This dish is so quick and easy – it’s perfect for a weekday dinner when you’re not willing to give up flavour due to lack of time! The sesame oil is essential – to get the best out of this dish don’t use a substitute! Grill the salmon at the same time as you’re cooking the broth and the whole thing can be ready in under 20 minutes, preparation included.
2 salmon fillets (defrosted if from frozen)
2 packs udon noodles (or similar – egg noodles are fine too)
6 closed cup mushrooms
4 florets broccoli
2 cloves of garlic
4 tbsp sesame oil
A handful of sesame seeds
750ml chicken stock
3 tbsp soy sauce
1tsp fish sauce
1. Rub the salmon with 1tbsp of sesame oil and place on a baking tray under the grill.

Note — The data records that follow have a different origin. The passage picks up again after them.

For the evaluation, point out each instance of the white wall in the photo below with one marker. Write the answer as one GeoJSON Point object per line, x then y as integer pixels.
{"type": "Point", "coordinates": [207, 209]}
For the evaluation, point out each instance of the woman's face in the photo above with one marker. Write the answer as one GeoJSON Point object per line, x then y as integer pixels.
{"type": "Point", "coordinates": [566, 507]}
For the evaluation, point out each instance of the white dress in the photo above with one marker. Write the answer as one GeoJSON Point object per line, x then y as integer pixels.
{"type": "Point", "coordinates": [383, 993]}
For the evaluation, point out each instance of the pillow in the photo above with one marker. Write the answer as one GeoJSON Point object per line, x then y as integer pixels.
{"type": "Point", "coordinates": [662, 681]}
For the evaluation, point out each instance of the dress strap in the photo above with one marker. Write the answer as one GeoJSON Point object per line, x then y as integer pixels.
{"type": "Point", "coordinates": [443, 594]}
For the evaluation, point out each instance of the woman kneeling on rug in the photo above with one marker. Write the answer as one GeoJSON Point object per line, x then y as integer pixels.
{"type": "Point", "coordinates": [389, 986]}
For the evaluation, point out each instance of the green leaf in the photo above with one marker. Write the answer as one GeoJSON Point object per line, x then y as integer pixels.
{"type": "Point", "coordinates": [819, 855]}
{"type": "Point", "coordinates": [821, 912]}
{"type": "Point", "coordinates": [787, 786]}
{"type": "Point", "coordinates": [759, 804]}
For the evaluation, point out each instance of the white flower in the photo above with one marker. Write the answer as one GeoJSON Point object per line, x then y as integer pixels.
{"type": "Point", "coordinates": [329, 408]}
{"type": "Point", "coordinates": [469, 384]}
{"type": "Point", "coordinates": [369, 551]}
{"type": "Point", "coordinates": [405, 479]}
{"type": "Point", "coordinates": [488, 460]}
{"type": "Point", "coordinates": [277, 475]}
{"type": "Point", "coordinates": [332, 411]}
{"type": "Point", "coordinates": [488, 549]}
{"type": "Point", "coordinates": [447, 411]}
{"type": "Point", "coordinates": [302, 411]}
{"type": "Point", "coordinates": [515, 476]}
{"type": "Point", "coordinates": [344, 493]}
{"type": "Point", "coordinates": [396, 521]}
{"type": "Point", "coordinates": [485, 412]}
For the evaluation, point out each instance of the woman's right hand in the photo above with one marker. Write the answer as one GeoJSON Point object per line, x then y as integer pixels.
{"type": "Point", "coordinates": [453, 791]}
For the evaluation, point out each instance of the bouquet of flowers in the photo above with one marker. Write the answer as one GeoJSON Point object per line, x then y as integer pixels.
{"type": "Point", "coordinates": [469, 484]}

The salmon should take about 10-12 minutes.
2. Roughly chop the mushrooms, courgettes and broccoli. Heat the remaining sesame oil in a large saucepan and add the vegetables. Crush the garlic into the pan and leave for a couple of minutes to allow the flavours to infuse.
3. Add the chicken stock and bring to the boil. Add the soy sauce and the fish sauce.
4. When the salmon is almost done (you can see how cooked it is by looking at the side – it should be opaque all the way through) sprinkle the sesame seeds evenly over the two fillets. Return to the grill, ensuring the seeds do not burn.
5. Add the noodles to the broth and cook according to the directions on the packet.
6. Divide the broth between two large bowls and place a salmon fillet on top of each.